Here is the algorithm for constructing a Huffman tree from a message string:

Preparation

1. Count how many times each character appears in the message string.

2. Make a HuffmanTree object for each character used in the message. For the SPAM message example, that would be eight trees. Each tree has a single node whose key is a character and whose value is that character’s frequency in the message. Those values can be found in Table 8-3 or Table 8-4 for the SPAM message.

3. Insert these trees in a priority queue (as described in Chapter 4). They are ordered by the frequency (stored as the value of each root node) and the number of levels in the tree. The tree with the smallest frequency has the highest priority. Among trees with equal frequency, the one with more levels is the highest priority.

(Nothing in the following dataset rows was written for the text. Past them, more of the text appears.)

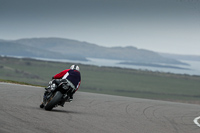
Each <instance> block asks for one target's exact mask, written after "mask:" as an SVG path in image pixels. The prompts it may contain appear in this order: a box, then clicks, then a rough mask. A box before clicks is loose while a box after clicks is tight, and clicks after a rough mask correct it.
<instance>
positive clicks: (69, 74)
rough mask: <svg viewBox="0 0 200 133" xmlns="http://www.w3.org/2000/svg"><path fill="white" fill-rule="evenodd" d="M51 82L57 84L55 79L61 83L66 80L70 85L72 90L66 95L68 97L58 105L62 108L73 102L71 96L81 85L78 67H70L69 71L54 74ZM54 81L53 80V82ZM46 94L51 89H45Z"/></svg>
mask: <svg viewBox="0 0 200 133" xmlns="http://www.w3.org/2000/svg"><path fill="white" fill-rule="evenodd" d="M52 79H53V81H52V83H55V84H56V85H58V84H57V79H59V80H60V81H62V79H67V80H68V81H69V82H71V83H72V86H73V87H72V86H71V87H72V88H73V89H72V90H71V92H70V93H68V97H66V98H65V99H64V100H63V101H62V103H60V104H59V105H61V106H64V104H65V102H66V101H68V102H71V101H72V100H73V94H74V93H75V92H76V91H77V90H78V88H79V86H80V84H81V74H80V68H79V66H78V65H72V66H71V67H70V69H66V70H63V71H62V72H60V73H58V74H56V75H55V76H53V77H52ZM54 79H55V80H54ZM45 89H46V90H47V91H46V92H48V91H50V89H51V87H48V88H45Z"/></svg>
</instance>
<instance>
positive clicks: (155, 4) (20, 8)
mask: <svg viewBox="0 0 200 133" xmlns="http://www.w3.org/2000/svg"><path fill="white" fill-rule="evenodd" d="M35 37H37V38H39V37H60V38H66V39H73V40H78V41H84V42H88V43H92V44H97V45H100V46H106V47H114V46H121V47H125V46H134V47H137V48H139V49H147V50H152V51H155V52H163V53H173V54H188V55H200V0H0V39H4V40H16V39H21V38H35Z"/></svg>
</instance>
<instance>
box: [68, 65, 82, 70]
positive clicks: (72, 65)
mask: <svg viewBox="0 0 200 133" xmlns="http://www.w3.org/2000/svg"><path fill="white" fill-rule="evenodd" d="M70 69H71V70H77V71H79V70H80V69H79V66H77V65H72V66H71V67H70Z"/></svg>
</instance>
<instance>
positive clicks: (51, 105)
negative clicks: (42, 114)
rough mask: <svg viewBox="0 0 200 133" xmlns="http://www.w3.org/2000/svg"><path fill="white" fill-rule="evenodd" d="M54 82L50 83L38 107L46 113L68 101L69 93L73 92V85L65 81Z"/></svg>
mask: <svg viewBox="0 0 200 133" xmlns="http://www.w3.org/2000/svg"><path fill="white" fill-rule="evenodd" d="M54 81H55V82H52V81H50V83H49V87H48V88H49V89H47V91H46V92H45V93H44V96H43V103H42V104H41V105H40V108H44V109H45V110H48V111H51V110H52V109H53V108H55V107H57V106H58V105H61V103H63V102H65V100H66V99H69V97H68V95H69V93H71V92H72V91H73V90H74V86H73V84H72V83H71V82H70V81H69V80H67V79H62V80H54ZM61 106H62V105H61Z"/></svg>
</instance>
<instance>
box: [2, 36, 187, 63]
mask: <svg viewBox="0 0 200 133" xmlns="http://www.w3.org/2000/svg"><path fill="white" fill-rule="evenodd" d="M9 43H10V44H9ZM3 44H4V45H3ZM5 44H6V45H7V47H5ZM14 44H15V47H13V48H12V46H14ZM11 45H12V46H11ZM16 45H18V46H19V47H21V48H20V49H19V48H18V47H17V46H16ZM2 46H4V47H2ZM9 47H10V49H11V50H10V51H9V50H8V49H9ZM22 47H23V48H22ZM3 49H7V53H6V52H5V50H3ZM12 49H15V53H16V51H18V52H17V53H16V56H18V55H19V53H24V55H23V56H26V54H27V53H28V52H31V53H32V54H33V55H31V56H32V57H34V52H35V51H37V54H36V55H35V56H36V57H38V56H40V57H41V58H48V57H49V58H59V59H70V60H82V61H86V60H87V58H102V59H103V58H104V59H117V60H125V61H131V62H139V63H165V64H182V65H186V64H185V63H183V62H180V61H178V60H175V59H172V58H167V57H163V56H161V55H159V53H156V52H153V51H150V50H146V49H138V48H136V47H133V46H127V47H103V46H99V45H97V44H92V43H88V42H81V41H77V40H72V39H65V38H55V37H51V38H23V39H18V40H11V41H7V40H6V41H5V40H1V41H0V52H1V54H2V53H4V54H5V55H9V54H11V53H12V52H13V50H12ZM28 49H29V50H28ZM3 51H4V52H3ZM25 53H26V54H25ZM29 56H30V55H29Z"/></svg>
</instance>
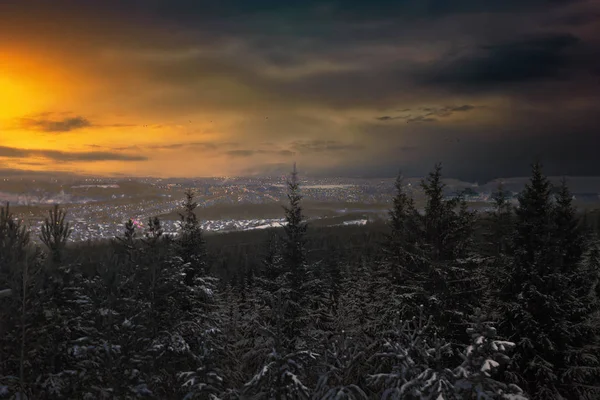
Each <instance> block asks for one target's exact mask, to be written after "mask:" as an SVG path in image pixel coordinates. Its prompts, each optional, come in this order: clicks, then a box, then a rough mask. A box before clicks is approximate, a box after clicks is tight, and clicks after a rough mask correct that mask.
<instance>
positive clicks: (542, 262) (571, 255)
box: [500, 163, 600, 399]
mask: <svg viewBox="0 0 600 400" xmlns="http://www.w3.org/2000/svg"><path fill="white" fill-rule="evenodd" d="M571 198H572V196H571V195H570V194H569V193H568V189H567V188H566V185H565V184H564V183H563V185H562V187H561V189H560V190H559V192H558V199H557V201H556V203H555V202H553V201H552V200H553V199H552V195H551V184H550V182H549V181H548V179H547V178H546V177H545V176H544V175H543V173H542V166H541V164H539V163H535V164H534V165H533V167H532V177H531V180H530V182H529V183H528V184H527V185H526V187H525V189H524V191H523V192H522V193H521V194H520V195H519V207H518V208H517V210H516V231H515V236H514V240H513V244H512V247H513V256H512V257H513V265H512V268H511V269H510V279H509V282H508V284H507V285H506V286H505V287H504V289H503V291H502V292H501V298H502V299H503V301H504V310H505V312H504V319H503V321H502V322H501V324H500V329H501V332H502V335H503V336H505V337H508V338H509V339H510V340H512V341H514V342H516V343H517V348H516V353H515V357H514V363H513V366H512V367H513V368H514V373H513V374H512V379H513V380H514V382H515V383H517V384H520V385H521V387H523V388H524V389H525V390H526V392H527V393H528V394H529V395H530V396H531V398H533V399H563V398H566V399H586V398H596V397H595V396H597V395H598V393H599V392H598V389H599V388H598V386H597V385H598V380H597V377H598V372H599V371H600V370H599V368H598V365H599V364H598V354H599V353H598V350H597V349H598V347H597V343H598V342H597V341H598V337H599V336H598V326H597V325H594V324H592V323H591V317H592V315H593V314H594V313H595V312H596V310H597V303H595V302H594V301H593V298H591V297H590V296H589V294H590V292H591V289H592V285H593V283H591V282H589V281H588V282H585V281H583V280H582V279H581V276H582V275H583V274H584V271H583V270H582V268H581V263H580V258H581V254H580V239H579V238H578V233H577V230H576V229H575V228H574V227H575V226H576V225H577V223H576V221H575V216H574V212H573V209H572V205H571Z"/></svg>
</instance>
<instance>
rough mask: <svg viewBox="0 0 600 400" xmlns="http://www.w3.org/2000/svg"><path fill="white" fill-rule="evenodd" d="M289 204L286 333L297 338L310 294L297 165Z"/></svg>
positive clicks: (284, 250)
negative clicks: (288, 303) (288, 294)
mask: <svg viewBox="0 0 600 400" xmlns="http://www.w3.org/2000/svg"><path fill="white" fill-rule="evenodd" d="M287 199H288V202H289V205H288V206H284V210H285V221H286V224H285V226H284V233H285V234H284V237H283V254H282V256H283V263H284V265H285V267H284V268H285V273H286V275H287V288H288V290H289V293H290V298H289V304H288V307H287V310H286V311H287V313H288V320H287V321H286V324H287V325H286V329H285V332H286V334H287V335H288V338H289V339H292V338H293V339H294V340H296V339H297V338H298V337H299V334H300V326H301V321H300V318H301V314H302V309H303V307H304V306H305V304H304V303H305V300H306V295H307V293H305V291H304V290H303V287H304V285H305V284H306V282H307V268H306V249H305V245H306V244H305V240H306V238H305V235H306V230H307V224H306V222H305V216H304V215H303V212H302V205H301V200H302V194H301V193H300V181H299V179H298V171H297V170H296V164H295V163H294V168H293V170H292V173H291V176H290V178H289V179H288V181H287Z"/></svg>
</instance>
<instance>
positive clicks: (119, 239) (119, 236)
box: [116, 219, 137, 262]
mask: <svg viewBox="0 0 600 400" xmlns="http://www.w3.org/2000/svg"><path fill="white" fill-rule="evenodd" d="M124 228H125V229H124V231H123V236H117V237H116V239H117V242H118V243H119V244H120V246H119V247H121V249H122V250H121V251H123V252H124V253H125V254H126V256H127V259H128V260H129V261H130V262H133V261H134V258H135V256H136V251H137V246H136V242H135V240H136V238H137V232H136V226H135V224H134V223H133V220H132V219H129V220H127V222H125V225H124Z"/></svg>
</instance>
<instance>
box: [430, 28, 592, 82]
mask: <svg viewBox="0 0 600 400" xmlns="http://www.w3.org/2000/svg"><path fill="white" fill-rule="evenodd" d="M580 43H581V41H580V39H578V38H577V37H576V36H574V35H572V34H568V33H563V34H550V35H541V36H537V37H526V38H520V39H516V40H512V41H509V42H506V43H499V44H490V45H484V46H480V47H478V48H477V49H475V50H474V51H471V52H470V54H467V55H460V56H458V57H453V58H452V59H449V60H442V62H440V63H439V64H438V65H436V66H435V68H432V69H431V70H430V71H428V72H427V76H426V78H425V81H426V82H427V83H428V84H430V85H444V86H450V87H453V88H456V89H471V90H477V91H484V90H489V89H490V88H497V87H502V85H507V84H509V85H510V84H523V83H532V82H536V81H545V80H564V79H567V78H569V75H570V72H571V70H570V69H569V67H572V61H571V60H572V56H571V55H570V54H569V51H570V50H572V49H573V48H575V47H576V46H577V45H579V44H580Z"/></svg>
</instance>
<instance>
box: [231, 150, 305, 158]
mask: <svg viewBox="0 0 600 400" xmlns="http://www.w3.org/2000/svg"><path fill="white" fill-rule="evenodd" d="M225 154H226V155H228V156H231V157H251V156H254V155H257V154H272V155H278V156H293V155H294V154H296V153H295V152H293V151H291V150H265V149H257V150H250V149H239V150H229V151H226V152H225Z"/></svg>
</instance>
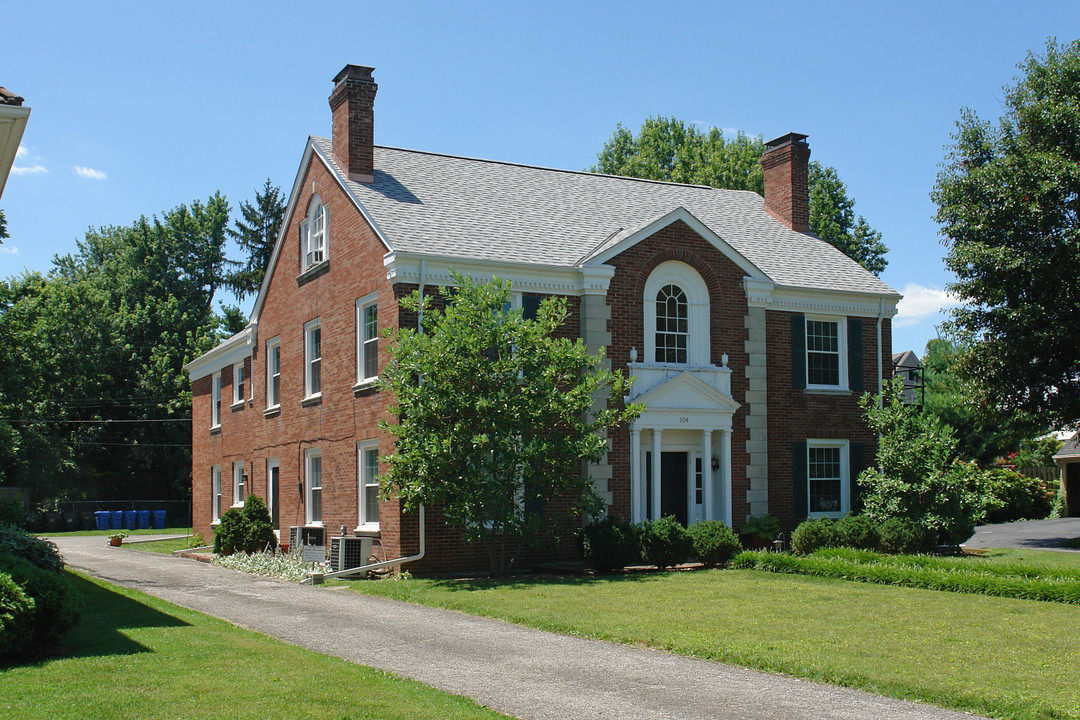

In other words, when you remove a tree from the priority queue, it’s always the one with the deepest tree of the least-used character. (Breaking ties using the tree depth, improves the balance of the final Huffman tree.)

That completes the preparation, as shown in Step 0 of Figure 8-28. Each single node Huffman trees has a character shown in the center of the node and a frequency value shown below and to the left of the node.

Then do the following:

Tree consolidation

1. Remove two trees from the priority queue and make them into children of a new node. The new node has a frequency value that is the sum of the children’s frequencies; its character key can be left blank (the special value for no character, not the space character).

2. Insert this new, deeper tree back into the priority queue.

3. Keep repeating steps 1 and 2. The trees will get larger and larger, and there will be fewer and fewer of them. When there is only one tree left in the priority queue, it is the Huffman tree and you’re done.

Figure 8-28 and Figure 8-29 show how the Huffman tree is constructed for the SPAM message.

Coding the Message

Now that you have the Huffman tree, how do you encode a message? You start by creating a code table, which lists the Huffman code alongside each character. To simplify the discussion, we continue to assume that only ASCII characters are possible, so we need a table with 128 cells. The index of each cell would be the numerical value of the ASCII character: 65 for A, 66 for B, and so on. The contents of the cell would be the Huffman code for the corresponding character. Initially, you could fill in some special value for indicating “no code” like None or an empty string in Python to check for errors where you failed to make a code for some character.

Such a code table makes it easy to generate the coded message: for each character in the original message, you use its code as an index into the code table. You then repeatedly append the Huffman codes to the end of the coded message until it’s complete.

To fill in the codes in the table, you traverse the Huffman tree, keeping track of the path to each node as it is visited. When you visit a leaf node, you use the key for that node as the index to the table and insert the path as a binary string into the cell’s value. Not every cell contains a code—only those appearing in the message. Figure 8-30 shows how this looks for the SPAM message. The table is abbreviated to show only the significant rows. The path to the leaf node for character G is shown as the tree is being traversed.

The full code table can be built by calling a method that starts at the root and then calls itself recursively for each child. Eventually, the paths to all the leaf nodes will be explored, and the code table will be complete.

One more thing to consider: if you receive a binary message that’s been compressed with a Huffman code, how do you know what Huffman tree to use for decoding it? The answer is that the Huffman tree must be sent first, before the binary message, in some format that doesn’t require knowledge of the message content. Remember that Huffman codes are for compressing the data, not encrypting it. Sending a short description of the Huffman tree followed by a compressed version of a long message saves many bits.